Volunteers come to aid of 20 turtles at Wonder Gardens
Twenty turtles have a new home that was all made possible by a bunch of dedicated volunteers.
The yellow-eared sliders and red-bellied cooters used to live in a cement pit type of enclosure. When officials at the Wonder Gardens started looking for a better place for them they came across an area of botanical waste.Janet Martin, interim executive director of the Everglades Wonder Gardens, says it is volunteers that are helping the longtime attraction make big changes to improve the lives of the creatures and the experience of visitors.
“This was a botanical dumpster,” Martin said as she stood in front of the now pristine enclosure. “There were vines and leaves and waste. It was 10-feet deep, filled in with botanical debris and covered in dirt.”
Martin knew that under all this waste was a pond that had once been used for a crocodile exhibit. So they started digging.
“We had volunteers digging it with shovels and we knew it would take forever,” Martin said.
Then Ben Nelson offered to use his mini excavator from his company Nelson Marine.
“I came in there and dug it all out,” Nelson said. « Then I came in there with another skid steer – a Bobcat – and moved the things around. It’s really not that big a deal for us, but it ends up being a big deal for them. They were in there shoveling. I guessed I could take care of that in a few hours. The first phase that was digging it up was 2 to 3 hours and then moving the dirt around was another 2 to 3 hours.”
John Brady, who formally ran the attraction, is proud of how the community is coming together to help the 80-year-old gardens. Pottery from Art donated a turtle planter for the new turtle exhibit. Volunteers are now working in a tegu exhibit and other renovations. Two Boy Scouts now have Eagle Scout projects planned. One scout just built a bench by a bird exhibit. Another scout plans to build large wooden bird cages to replace the old rusty metal ones.
“I think it’s magnificent,” Brady said about all the volunteers. “I am really proud of what these guys are doing. They are really taking this place into the future. It takes people pulling together for a community goal.”
Now that the turtle exhibit is complete, visitors can get a whole new experience with it.
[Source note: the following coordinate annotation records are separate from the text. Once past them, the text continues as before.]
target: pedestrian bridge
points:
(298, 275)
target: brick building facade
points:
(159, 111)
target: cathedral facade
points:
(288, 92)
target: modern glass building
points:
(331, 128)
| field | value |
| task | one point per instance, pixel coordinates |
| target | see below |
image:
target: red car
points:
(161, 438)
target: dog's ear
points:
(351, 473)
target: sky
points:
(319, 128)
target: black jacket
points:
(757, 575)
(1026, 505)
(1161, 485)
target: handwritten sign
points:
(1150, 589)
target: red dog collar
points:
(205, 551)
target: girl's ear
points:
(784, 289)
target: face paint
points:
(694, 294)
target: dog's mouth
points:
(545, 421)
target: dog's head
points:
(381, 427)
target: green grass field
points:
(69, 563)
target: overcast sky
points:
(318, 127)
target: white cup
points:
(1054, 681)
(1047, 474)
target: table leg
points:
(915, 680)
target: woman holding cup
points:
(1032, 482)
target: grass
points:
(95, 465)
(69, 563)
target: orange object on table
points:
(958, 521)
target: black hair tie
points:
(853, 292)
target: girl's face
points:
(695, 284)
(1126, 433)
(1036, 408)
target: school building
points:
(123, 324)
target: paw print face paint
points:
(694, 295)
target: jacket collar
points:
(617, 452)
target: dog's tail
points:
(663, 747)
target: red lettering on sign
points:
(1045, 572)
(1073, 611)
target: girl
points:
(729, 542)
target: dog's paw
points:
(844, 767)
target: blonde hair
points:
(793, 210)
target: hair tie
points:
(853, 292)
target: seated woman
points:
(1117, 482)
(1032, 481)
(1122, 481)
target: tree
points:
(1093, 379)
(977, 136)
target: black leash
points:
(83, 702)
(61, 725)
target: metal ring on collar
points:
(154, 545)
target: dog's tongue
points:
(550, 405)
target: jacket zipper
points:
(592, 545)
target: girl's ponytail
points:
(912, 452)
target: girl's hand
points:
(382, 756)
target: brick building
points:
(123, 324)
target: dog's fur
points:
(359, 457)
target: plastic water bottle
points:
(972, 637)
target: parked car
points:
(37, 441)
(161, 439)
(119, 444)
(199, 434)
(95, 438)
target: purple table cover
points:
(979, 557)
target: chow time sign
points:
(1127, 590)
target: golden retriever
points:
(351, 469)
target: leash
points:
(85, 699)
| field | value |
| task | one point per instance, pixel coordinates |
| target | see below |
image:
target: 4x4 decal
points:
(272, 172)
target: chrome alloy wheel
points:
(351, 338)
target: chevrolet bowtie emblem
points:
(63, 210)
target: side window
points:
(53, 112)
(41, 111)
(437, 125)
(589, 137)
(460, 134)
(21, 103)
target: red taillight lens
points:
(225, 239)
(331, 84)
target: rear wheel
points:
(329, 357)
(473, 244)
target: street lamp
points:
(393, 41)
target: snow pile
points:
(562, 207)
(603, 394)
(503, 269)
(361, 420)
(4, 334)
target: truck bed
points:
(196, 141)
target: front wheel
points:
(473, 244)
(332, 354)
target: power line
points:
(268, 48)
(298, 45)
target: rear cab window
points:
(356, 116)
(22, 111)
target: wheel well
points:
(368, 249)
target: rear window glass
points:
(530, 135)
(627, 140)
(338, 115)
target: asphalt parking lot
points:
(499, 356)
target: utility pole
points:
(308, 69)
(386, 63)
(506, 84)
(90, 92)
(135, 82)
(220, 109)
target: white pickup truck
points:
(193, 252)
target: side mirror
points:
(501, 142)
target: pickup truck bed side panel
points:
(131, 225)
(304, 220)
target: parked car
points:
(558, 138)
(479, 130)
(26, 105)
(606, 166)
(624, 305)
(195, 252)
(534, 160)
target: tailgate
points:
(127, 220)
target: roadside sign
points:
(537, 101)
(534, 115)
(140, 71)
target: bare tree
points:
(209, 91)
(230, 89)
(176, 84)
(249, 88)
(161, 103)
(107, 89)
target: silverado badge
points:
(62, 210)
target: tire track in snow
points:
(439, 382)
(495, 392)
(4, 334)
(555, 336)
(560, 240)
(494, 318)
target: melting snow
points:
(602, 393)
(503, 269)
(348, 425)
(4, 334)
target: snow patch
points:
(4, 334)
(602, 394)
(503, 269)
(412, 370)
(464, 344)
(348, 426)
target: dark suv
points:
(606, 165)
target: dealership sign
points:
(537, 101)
Besides better viewing of the aquatic creatures, there is a feeding area. Volunteers even added a chute so people can roll the food right to the turtles in the pond.
“All the turtles are natives,” Martin said. “All have been given to us. People have them as pets. They get them when they are small and cute as a button, and we always get calls from people that want to get rid of them.”
The new exhibit is also creating a happier, healthier home for the turtles, Martin explained. For the first time one of the turtles has laid eggs.
“That’s an absolute sign that they are doing well,” Martin said.